No Satisfaction
by digby
Pantload is “getting increasingly bugged” by Jill Carroll:
And maybe JPod’s right about Stockholm syndrome. And maybe the media’s selectively choosing what to show of her statements. But it would be nice to hear her say something remotely critical of her captors, particularly about the fact that they murdered her translator in cold blood. I’m very glad she’s alive, but I’m getting a very bad vibe. More, no doubt, to come.
He reminds of one of those guys who says a rape victim didn’t act traumatized enough for him, so she’s probably lying.
Pantload is not just an ordinary GOP dimwit; he apparently can’t even read. She made the tape right after she had been released to the Iraqi Islamic Party offices and before she was in the hands of her friends and colleagues:
Carroll’s captors dropped her off in a Baghdad neighborhood, outside an office of the Iraqi Islamic Party. The politicians inside gave her juice, candy, water and tissues.
Composed, Carroll negotiated her way through the first of many politically laden conversations she would have Thursday, trying to stick to what she wanted and didn’t want to say.
The party officials asked her to write out and sign a statement saying she had not been harmed in her brief time at their offices. They had her record a question-and-answer session on camera that they said was for their records. It showed up on television shortly afterward.
Jill Carroll has more testosterone in her little finger than all these bedwetters put together. I’m sorry that she has not given the 101st one-handed keyboarders the picture of blood and horror they need to get satisfaction from their safe little offices, but I think it’s highly unlikely these bedwetters would have handled themselves with such fortitude in those circumstances. They are after all, the same brave soldiers who believe the shoe bomber is a greater threat to the nation than having thousands of ICBM’s pointed at every major American city.

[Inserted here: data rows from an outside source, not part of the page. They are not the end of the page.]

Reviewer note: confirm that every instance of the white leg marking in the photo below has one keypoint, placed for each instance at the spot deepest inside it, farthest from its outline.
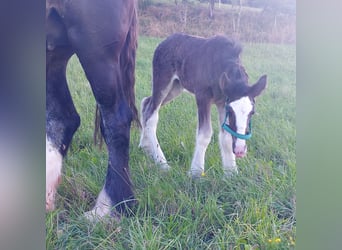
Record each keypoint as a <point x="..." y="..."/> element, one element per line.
<point x="53" y="173"/>
<point x="202" y="141"/>
<point x="149" y="141"/>
<point x="102" y="208"/>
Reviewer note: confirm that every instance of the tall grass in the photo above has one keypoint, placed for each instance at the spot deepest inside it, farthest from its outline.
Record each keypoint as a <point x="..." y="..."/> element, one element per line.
<point x="253" y="210"/>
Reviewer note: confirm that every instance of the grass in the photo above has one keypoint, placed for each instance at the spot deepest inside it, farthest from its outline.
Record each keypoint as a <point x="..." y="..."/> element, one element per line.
<point x="254" y="210"/>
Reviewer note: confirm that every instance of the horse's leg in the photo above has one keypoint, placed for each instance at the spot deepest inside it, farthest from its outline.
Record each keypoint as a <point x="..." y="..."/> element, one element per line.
<point x="226" y="144"/>
<point x="203" y="137"/>
<point x="104" y="74"/>
<point x="62" y="119"/>
<point x="150" y="114"/>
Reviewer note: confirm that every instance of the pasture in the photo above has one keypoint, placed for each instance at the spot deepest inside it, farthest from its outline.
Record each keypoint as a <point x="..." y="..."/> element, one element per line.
<point x="254" y="210"/>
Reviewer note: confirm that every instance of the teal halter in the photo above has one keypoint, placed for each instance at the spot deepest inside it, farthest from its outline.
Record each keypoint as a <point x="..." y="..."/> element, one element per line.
<point x="227" y="128"/>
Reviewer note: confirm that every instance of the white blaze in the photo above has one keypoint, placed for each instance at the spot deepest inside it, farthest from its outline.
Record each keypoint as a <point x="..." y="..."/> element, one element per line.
<point x="241" y="107"/>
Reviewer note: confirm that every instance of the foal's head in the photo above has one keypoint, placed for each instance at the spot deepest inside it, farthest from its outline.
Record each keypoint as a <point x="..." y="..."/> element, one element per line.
<point x="240" y="100"/>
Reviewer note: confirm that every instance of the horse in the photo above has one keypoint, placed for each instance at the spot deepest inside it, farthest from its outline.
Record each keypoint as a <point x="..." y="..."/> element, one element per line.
<point x="210" y="69"/>
<point x="103" y="35"/>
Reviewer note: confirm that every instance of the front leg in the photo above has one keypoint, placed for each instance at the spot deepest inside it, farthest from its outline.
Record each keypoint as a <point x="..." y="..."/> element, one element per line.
<point x="226" y="145"/>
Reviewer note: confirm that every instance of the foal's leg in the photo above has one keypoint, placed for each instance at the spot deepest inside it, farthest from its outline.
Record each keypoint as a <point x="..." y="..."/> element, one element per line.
<point x="62" y="119"/>
<point x="226" y="144"/>
<point x="150" y="114"/>
<point x="204" y="133"/>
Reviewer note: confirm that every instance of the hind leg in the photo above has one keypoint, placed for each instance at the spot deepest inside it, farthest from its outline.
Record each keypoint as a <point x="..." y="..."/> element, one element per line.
<point x="62" y="120"/>
<point x="150" y="115"/>
<point x="104" y="74"/>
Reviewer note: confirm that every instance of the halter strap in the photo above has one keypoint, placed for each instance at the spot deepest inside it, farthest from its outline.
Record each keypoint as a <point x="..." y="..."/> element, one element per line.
<point x="227" y="128"/>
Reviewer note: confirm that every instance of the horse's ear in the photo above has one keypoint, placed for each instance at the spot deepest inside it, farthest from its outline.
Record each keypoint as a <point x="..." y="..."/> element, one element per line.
<point x="257" y="88"/>
<point x="224" y="82"/>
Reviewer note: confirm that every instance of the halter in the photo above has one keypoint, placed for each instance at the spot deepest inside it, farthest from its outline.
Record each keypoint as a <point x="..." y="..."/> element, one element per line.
<point x="227" y="128"/>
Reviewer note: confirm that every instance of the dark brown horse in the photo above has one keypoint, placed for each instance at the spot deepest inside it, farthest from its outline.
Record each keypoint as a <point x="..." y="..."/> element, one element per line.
<point x="211" y="70"/>
<point x="103" y="35"/>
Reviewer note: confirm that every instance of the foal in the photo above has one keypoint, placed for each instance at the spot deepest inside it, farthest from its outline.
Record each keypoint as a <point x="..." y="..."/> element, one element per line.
<point x="211" y="70"/>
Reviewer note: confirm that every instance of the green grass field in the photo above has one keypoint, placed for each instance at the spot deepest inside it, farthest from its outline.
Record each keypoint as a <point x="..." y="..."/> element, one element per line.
<point x="254" y="210"/>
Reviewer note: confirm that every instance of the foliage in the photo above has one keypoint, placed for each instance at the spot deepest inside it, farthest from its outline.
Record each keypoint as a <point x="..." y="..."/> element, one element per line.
<point x="248" y="24"/>
<point x="253" y="210"/>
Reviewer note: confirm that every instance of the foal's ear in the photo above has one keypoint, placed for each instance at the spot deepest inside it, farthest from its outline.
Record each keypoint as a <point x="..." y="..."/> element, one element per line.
<point x="224" y="82"/>
<point x="257" y="88"/>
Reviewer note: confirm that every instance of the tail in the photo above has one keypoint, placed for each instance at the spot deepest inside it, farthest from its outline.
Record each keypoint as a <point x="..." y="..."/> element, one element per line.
<point x="127" y="63"/>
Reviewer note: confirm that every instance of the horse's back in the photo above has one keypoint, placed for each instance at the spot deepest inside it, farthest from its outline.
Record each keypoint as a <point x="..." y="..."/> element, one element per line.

Oh, and I’m glad to report that Jonah has also won today’s Jeffie.
Update: I’d love to see how Don Imus and his pathetic little crew of flaccid, middle aged gasbags would hold up under her circumstances. I have a feeling that it wouldn’t take much more than the kidnappers putting too much lemon in the bernaise sauce and Imus and these walking viagra commercials would break down and start calling themselves Tanya.